Below are additional follow-up questions
What if the error distribution is heavily skewed or has long tails?
Heavily skewed or heavy-tailed error distributions can undermine the normality assumption traditionally used for inference. Even though OLS coefficients remain unbiased as long as the expectation of the error term is zero and the regressors are exogenous, the usual confidence intervals and hypothesis tests assume (at least in finite-sample derivations) that errors are normally distributed. If the error distribution has large tails, a few extreme points can have a disproportionate influence on the standard error estimates. In small samples, this can lead to inaccurate p-values and confidence intervals.
One practical approach is to use robust standard errors, which relax the assumption of normally distributed (and homoscedastic) errors. Another approach is to transform the dependent variable (for instance, using a log transform if positive-valued and highly skewed). If transformations fail to mitigate long-tailed behavior, alternative modeling approaches such as quantile regression or robust regression (for example, Huber or Tukey M-estimators) might be more appropriate.

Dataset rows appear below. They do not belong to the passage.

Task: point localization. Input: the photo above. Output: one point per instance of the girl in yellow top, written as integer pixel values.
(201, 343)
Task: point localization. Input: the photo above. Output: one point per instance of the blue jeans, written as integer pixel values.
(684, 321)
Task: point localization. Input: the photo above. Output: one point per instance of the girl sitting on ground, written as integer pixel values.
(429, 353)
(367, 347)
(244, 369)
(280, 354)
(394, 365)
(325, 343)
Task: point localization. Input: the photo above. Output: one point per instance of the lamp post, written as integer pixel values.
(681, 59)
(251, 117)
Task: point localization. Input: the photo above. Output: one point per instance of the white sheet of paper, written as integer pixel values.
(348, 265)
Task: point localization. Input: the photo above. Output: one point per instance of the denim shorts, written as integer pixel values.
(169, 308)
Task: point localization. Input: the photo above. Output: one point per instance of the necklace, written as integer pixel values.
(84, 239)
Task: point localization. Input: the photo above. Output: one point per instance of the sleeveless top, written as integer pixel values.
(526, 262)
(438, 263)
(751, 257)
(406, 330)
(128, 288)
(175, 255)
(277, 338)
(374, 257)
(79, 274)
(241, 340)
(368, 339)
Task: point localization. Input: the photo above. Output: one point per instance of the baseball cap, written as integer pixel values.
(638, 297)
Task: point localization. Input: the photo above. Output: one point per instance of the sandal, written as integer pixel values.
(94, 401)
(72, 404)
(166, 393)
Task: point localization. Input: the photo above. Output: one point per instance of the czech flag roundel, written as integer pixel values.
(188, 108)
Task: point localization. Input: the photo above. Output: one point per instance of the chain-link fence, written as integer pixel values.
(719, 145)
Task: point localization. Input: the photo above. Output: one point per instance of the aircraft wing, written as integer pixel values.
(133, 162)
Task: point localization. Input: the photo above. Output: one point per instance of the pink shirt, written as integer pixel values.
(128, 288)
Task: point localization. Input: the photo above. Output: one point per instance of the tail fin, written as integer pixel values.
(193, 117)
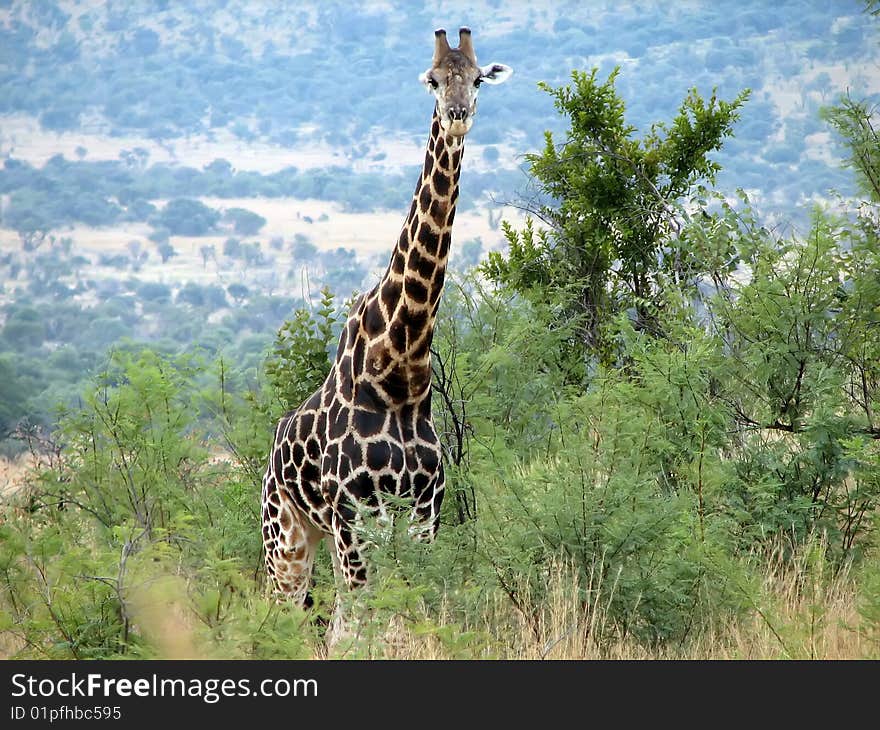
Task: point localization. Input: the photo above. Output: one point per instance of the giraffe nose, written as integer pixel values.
(458, 113)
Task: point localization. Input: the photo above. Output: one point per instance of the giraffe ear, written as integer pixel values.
(428, 80)
(495, 73)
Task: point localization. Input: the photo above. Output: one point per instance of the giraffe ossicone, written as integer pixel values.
(367, 432)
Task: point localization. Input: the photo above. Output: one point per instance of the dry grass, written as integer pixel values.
(798, 613)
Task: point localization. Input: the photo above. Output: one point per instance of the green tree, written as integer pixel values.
(611, 203)
(855, 121)
(300, 357)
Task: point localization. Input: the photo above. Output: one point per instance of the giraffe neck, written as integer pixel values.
(417, 269)
(398, 316)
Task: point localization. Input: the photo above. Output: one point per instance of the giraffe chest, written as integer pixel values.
(369, 453)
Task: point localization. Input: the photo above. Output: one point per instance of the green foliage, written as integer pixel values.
(613, 200)
(135, 540)
(855, 121)
(301, 354)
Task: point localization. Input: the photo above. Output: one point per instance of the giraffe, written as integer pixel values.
(367, 432)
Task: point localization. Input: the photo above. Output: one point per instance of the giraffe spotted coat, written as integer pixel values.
(367, 432)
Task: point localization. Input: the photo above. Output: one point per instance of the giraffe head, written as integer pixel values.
(455, 77)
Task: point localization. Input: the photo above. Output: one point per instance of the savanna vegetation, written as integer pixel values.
(659, 416)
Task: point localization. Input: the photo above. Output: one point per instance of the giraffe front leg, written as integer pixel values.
(425, 514)
(351, 575)
(290, 541)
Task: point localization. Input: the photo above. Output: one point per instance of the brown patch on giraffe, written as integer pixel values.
(441, 183)
(415, 290)
(374, 321)
(391, 291)
(425, 199)
(428, 238)
(438, 211)
(398, 264)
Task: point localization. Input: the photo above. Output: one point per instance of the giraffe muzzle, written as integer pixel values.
(458, 121)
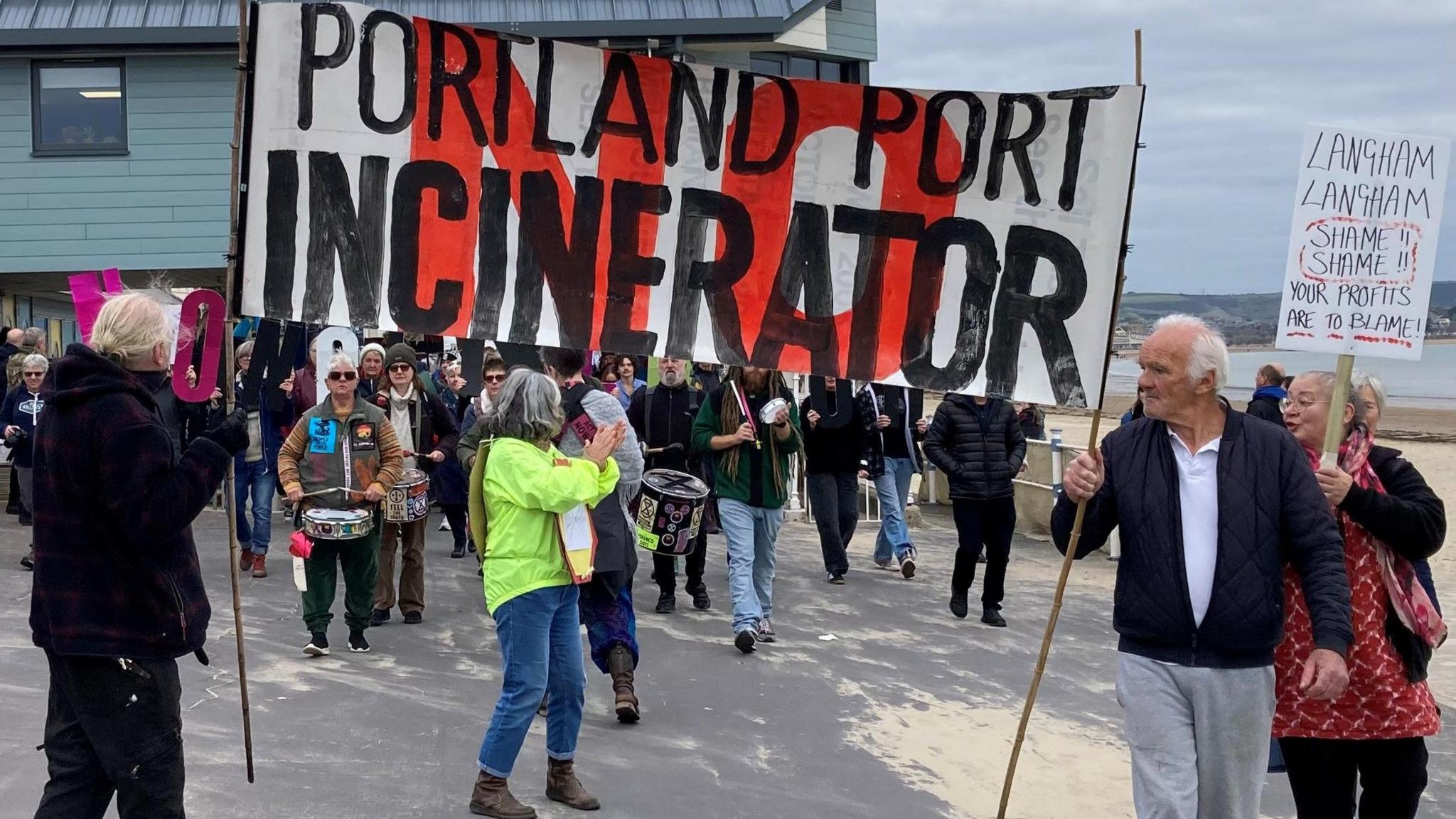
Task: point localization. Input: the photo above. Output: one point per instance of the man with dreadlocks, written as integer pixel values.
(751, 464)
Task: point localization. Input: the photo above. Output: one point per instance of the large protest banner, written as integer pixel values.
(1361, 252)
(418, 176)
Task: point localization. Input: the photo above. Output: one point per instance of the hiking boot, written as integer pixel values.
(958, 605)
(318, 645)
(744, 641)
(907, 564)
(562, 786)
(493, 798)
(357, 641)
(701, 599)
(621, 666)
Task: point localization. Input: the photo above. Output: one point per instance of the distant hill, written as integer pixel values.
(1251, 309)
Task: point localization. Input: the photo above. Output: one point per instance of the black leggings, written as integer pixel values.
(455, 515)
(1322, 776)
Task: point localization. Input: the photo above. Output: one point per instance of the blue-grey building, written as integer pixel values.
(117, 115)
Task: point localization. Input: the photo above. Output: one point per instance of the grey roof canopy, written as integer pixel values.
(31, 23)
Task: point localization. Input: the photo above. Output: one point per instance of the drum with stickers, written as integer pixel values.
(337, 523)
(670, 512)
(408, 499)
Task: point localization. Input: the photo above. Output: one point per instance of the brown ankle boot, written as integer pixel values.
(493, 798)
(621, 666)
(562, 786)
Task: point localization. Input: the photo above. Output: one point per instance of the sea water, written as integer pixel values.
(1429, 382)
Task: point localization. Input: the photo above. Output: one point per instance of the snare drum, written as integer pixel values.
(771, 410)
(337, 523)
(410, 499)
(670, 512)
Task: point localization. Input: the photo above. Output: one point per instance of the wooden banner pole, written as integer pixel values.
(1093, 442)
(230, 376)
(1336, 427)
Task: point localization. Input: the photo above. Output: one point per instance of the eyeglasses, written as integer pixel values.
(1297, 404)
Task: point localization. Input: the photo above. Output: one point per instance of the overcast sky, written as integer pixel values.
(1231, 86)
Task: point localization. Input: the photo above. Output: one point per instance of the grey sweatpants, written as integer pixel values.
(1200, 738)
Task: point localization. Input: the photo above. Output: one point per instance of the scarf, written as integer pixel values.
(1408, 598)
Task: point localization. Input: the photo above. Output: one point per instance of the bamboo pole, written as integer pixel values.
(229, 376)
(1082, 508)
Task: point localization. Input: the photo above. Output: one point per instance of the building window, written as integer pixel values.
(77, 107)
(804, 68)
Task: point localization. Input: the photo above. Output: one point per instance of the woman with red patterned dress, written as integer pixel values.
(1376, 730)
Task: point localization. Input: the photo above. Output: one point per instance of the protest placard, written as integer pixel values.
(417, 176)
(1361, 252)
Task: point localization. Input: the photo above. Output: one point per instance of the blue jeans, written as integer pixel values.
(540, 648)
(892, 487)
(750, 532)
(254, 480)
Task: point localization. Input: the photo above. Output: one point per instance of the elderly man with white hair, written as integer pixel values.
(1211, 508)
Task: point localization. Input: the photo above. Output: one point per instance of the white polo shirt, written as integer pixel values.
(1199, 502)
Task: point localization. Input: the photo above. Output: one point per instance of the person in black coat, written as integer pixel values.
(832, 464)
(1211, 508)
(1268, 394)
(427, 432)
(118, 594)
(663, 419)
(979, 445)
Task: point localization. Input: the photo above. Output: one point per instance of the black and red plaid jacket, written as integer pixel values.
(115, 567)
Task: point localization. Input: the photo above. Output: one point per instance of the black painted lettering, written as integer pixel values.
(1004, 143)
(404, 237)
(871, 124)
(739, 161)
(1015, 306)
(626, 267)
(368, 80)
(309, 62)
(972, 323)
(1076, 132)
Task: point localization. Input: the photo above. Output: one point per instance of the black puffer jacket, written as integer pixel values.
(979, 461)
(1270, 513)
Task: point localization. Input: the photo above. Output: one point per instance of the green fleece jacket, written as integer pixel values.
(753, 481)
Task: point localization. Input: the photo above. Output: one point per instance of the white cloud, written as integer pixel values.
(1231, 88)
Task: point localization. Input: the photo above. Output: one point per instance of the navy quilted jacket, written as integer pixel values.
(1270, 513)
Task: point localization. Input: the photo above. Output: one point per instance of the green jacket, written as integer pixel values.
(753, 483)
(525, 488)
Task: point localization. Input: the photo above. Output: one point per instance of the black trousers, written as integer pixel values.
(456, 516)
(1322, 776)
(664, 567)
(112, 730)
(983, 523)
(835, 500)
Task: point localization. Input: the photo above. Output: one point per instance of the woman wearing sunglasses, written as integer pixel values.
(426, 429)
(18, 419)
(341, 442)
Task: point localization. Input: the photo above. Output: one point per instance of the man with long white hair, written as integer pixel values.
(118, 595)
(1211, 506)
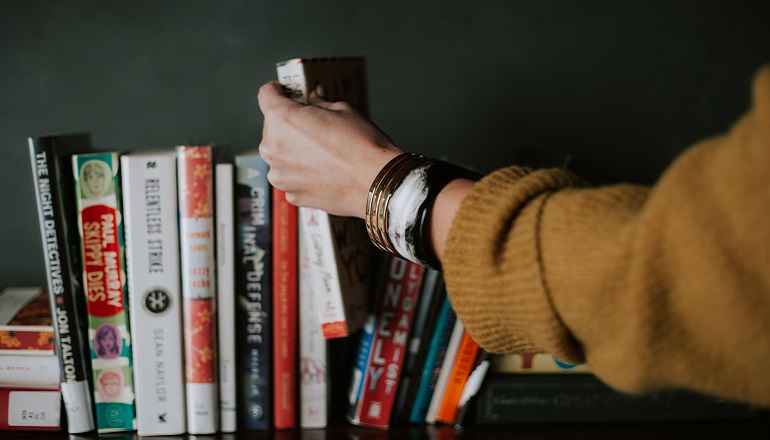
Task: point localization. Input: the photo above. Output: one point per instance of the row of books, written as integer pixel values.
(30, 397)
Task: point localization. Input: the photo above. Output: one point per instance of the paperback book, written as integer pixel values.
(26, 327)
(198, 278)
(388, 345)
(254, 290)
(154, 291)
(100, 221)
(54, 192)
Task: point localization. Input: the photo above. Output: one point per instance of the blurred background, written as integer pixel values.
(620, 86)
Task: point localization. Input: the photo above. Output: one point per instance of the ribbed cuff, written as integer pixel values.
(492, 265)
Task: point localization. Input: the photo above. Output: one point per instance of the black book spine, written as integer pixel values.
(54, 194)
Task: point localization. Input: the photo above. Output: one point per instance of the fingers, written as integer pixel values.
(271, 97)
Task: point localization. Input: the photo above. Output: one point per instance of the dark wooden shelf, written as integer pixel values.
(757, 427)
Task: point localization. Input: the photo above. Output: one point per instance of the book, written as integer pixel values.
(195, 185)
(462, 367)
(29, 409)
(509, 399)
(32, 371)
(100, 223)
(434, 359)
(389, 344)
(424, 320)
(54, 192)
(339, 247)
(226, 322)
(254, 290)
(534, 363)
(445, 371)
(154, 290)
(313, 360)
(26, 326)
(285, 293)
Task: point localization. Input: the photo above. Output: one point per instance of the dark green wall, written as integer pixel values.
(622, 85)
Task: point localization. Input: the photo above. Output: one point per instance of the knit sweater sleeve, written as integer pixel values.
(655, 287)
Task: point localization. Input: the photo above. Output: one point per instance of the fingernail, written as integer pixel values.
(320, 91)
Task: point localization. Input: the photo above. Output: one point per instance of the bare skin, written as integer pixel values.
(326, 155)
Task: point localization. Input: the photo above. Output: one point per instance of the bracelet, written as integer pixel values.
(399, 203)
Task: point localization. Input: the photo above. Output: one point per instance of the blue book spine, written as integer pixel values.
(253, 271)
(438, 343)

A subtle issue arises when you have zero or negative values in the dependent variable that prevent a straightforward log transform. In such cases, one might consider more flexible transformations (Box-Cox, Yeo-Johnson) or specialized models (e.g., Gamma or Poisson regression if the data structure supports it). However, each transformation changes the interpretation of the regression coefficients, so the modeler must interpret results carefully.
How do outliers or high leverage points affect OLS?
Outliers are extreme data points in the target space (y-direction), whereas high leverage points are data points in the feature space (X-direction) that can strongly influence the regression fit. OLS is known to be sensitive to both because it minimizes squared residuals, and a single outlier can shift the regression line significantly.
A critical pitfall occurs when high leverage points coincide with outliers in the target. In such a scenario, one or two data points can dominate the parameter estimates, leading to unstable or misleading models. Detecting these points often involves:
Examining residual plots and leverage statistics (such as hat-values).
Calculating influence metrics like Cook’s distance or DFBETAS.
If an outlier is deemed to be valid data and not a data-entry error, the modeler might consider robust regression methods such as RANSAC or M-estimators that reduce the influence of points with large residuals. One real-world challenge is deciding which data points to exclude (if any). Removing legitimate but extreme observations can bias the model to a narrower range of typical cases, so the decision requires domain knowledge.
How does partial confounding or omitted variables that are only weakly correlated with the included features affect OLS?
Omitted variable bias arises if there is a variable that (1) significantly influences the target and (2) is correlated with the included features. Even if that omitted variable is only weakly correlated with the included features, there can still be some degree of bias in the parameter estimates. The magnitude of the bias depends on how strong the correlation is between the omitted variable and the included variables, and how much the omitted variable itself affects the target.
A subtlety is that small but systematic correlations can accumulate if multiple potentially omitted factors are present. This situation can lead to a slow drift in estimates rather than an obvious large bias from a single omitted confounder. Detecting partial confounding usually involves domain expertise: we must hypothesize possible omitted factors and determine their relationships with existing features. In practice, collecting more data or using instrumentation (Instrumental Variables) may help mitigate the bias. Regularization alone cannot fix endogeneity issues caused by correlated omitted variables—it can only reduce variance by shrinking coefficients.
How do we handle missing data in OLS regressions?
Missing data is a frequent real-world complication that can invalidate the assumptions behind OLS if not addressed appropriately. The simplest strategy is complete-case analysis, where rows containing missing values are dropped. This approach can cause sample-size reduction and introduce bias if the data are not missing completely at random.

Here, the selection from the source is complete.